I should also mention the circumstances of this book's publication. The Eberron campaign setting was the winner of a D&D Setting Search run by Wizards of the Coast. And to be honest, I'm rather disappointed. The setting search was an excellent opportunity for the company to grab up one one of the many fantastic ideas for lower-magic, gritty settings. Instead, Wizards of the Coast opted for yet another magic-saturated setting. Do not mistake me, this is a great setting. But there really was never a need for yet another high-magic setting.
IntroductionThe introduction to this tome gives an overview of what to expect from an Eberron campaign. Described as a setting of 'swashbuckling action and dark fantasy' this setting does live up to its name. Although there's nothing about this setting that really forces a game to be played with such a tone - since the basics of the d20 system still apply almost entirely. A brief description of the world of Eberron, as well as the tone of the setting also appear next. Ending the chapter is a section entitled "Ten Things You Need To Know." These things go over the things unique or important to an Eberron game, such as the Dragonshards, intrigue, tone and attitude, and the Dragonmark dynasties, to name a few. This chapter is a nice way to open the book, as it sets up the entire mood and how the game will be perceived by the reader. Don't skip this chapter.
Chapter One: Character RacesChapter 1 introduces new races, and gives an Eberron-specific treatment of the common races from the Player's Handbook, which are all present here in various forms and cultures. The new races are Changelings, Kalashtar, Shifters, and Warforged.
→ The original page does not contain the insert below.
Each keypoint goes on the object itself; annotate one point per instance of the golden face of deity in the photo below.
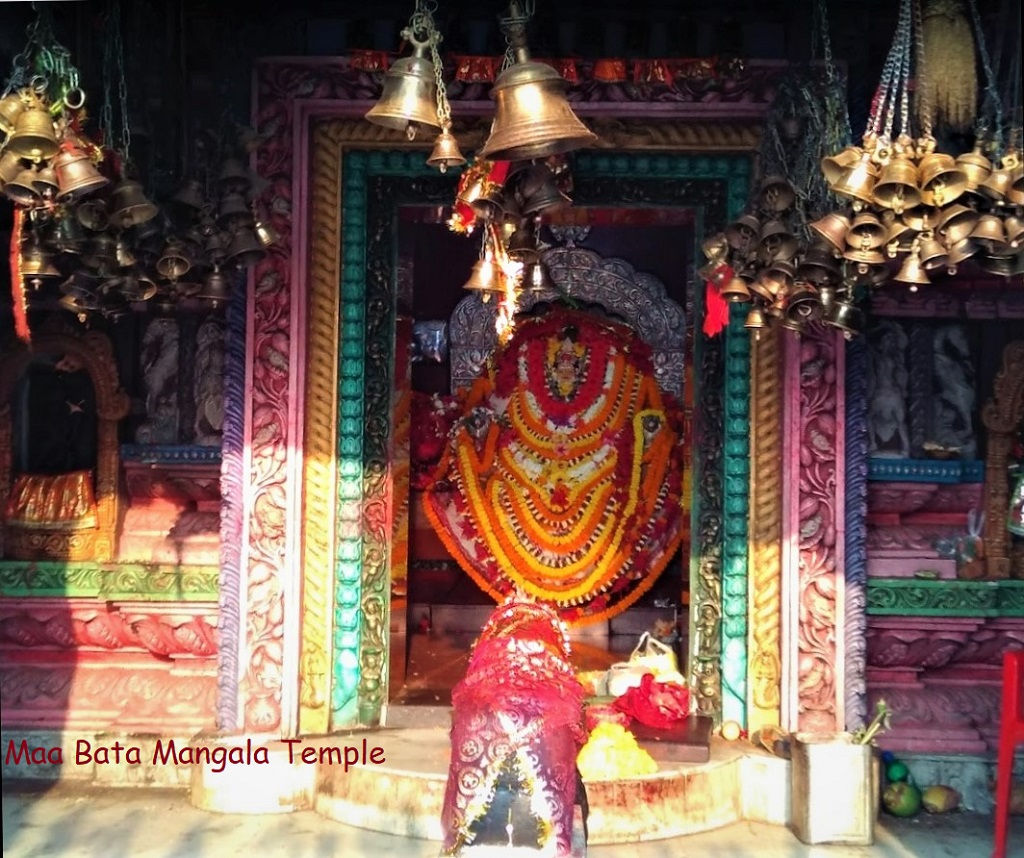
(565, 365)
Kalashtar are the token player-ready psionic race of Eberron, while Changelings are descendants of dopplegangers. Shifters, likewise, are decendants of werecreatures - though they are a true race, not a cursed version of another race. The Shifters are a pretty cool race, capable of playing the part of shunned, but good-hearted, wanderer. But equally capable of playing the part of the evil, vindictive, barbaric beast.
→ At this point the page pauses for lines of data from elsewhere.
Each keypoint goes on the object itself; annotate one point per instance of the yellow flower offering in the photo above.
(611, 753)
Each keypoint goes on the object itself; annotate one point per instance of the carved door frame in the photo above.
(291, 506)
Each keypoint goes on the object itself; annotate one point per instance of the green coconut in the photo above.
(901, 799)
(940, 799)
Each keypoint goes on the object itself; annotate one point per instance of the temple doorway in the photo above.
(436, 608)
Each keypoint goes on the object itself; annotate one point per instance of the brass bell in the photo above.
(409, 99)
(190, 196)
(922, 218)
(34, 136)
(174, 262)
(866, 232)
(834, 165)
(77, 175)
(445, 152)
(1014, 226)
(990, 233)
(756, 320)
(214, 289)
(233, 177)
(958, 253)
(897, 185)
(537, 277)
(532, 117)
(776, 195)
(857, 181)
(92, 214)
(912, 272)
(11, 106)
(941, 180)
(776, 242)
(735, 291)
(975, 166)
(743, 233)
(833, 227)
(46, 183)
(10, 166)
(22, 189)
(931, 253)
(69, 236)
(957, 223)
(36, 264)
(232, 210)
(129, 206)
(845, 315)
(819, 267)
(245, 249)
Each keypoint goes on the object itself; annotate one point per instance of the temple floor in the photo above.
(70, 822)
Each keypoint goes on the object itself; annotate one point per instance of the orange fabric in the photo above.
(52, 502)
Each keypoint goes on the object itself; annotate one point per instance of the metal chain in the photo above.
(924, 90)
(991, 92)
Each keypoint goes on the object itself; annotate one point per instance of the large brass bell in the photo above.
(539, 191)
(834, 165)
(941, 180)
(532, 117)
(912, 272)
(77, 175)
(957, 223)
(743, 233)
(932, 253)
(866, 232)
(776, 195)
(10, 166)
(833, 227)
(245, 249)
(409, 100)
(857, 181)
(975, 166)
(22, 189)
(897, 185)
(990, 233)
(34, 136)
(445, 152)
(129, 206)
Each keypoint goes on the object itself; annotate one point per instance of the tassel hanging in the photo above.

Warforged are a race of constructs that have been given life in some weird magical creation process. They cannot breed, and as far as the players know, no new Warforged have been created since the Last War. This race is interesting, but with a long list of racial abilities they still do not have a level adjustment. In my opinion, to properly create a race designed and created to be effective combatants, these things are fairly weak. A tweak to their physical attributes and a level adjustment of +1 or more would have made them far meaner and more believable as war-fashioned monsters of the battlefield that they were intended to be. But nonetheless, the Warforged are still a very interesting and fun race to play, or have in the game at all.
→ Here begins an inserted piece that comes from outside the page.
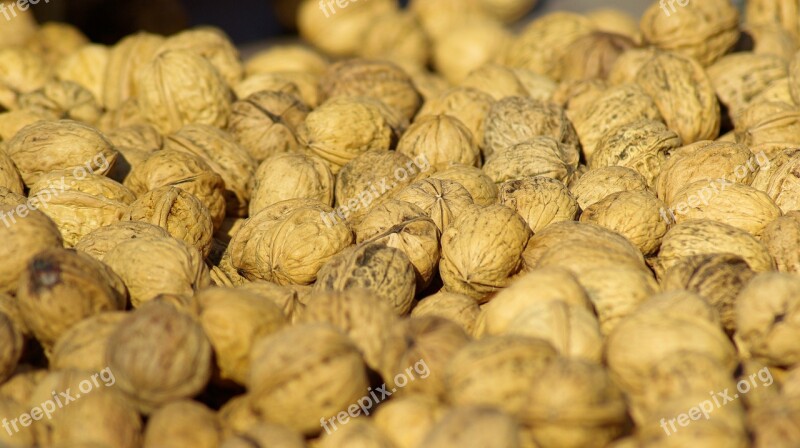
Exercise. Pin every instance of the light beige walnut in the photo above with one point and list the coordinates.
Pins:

Ending the chapter is a discussion on the various cultures of Eberron -- what classes, skills, feats, and prestige classes are common to each culture. This seems like a lot of useless information. I am fully capable of figuring out that a sea-side culture has a strong tendency toward the Profession (Fisherman) skill. The brief synopses of the cultures is nice, but the extra feat, skill, and class information is unnecessary at best, and boring filler at worst.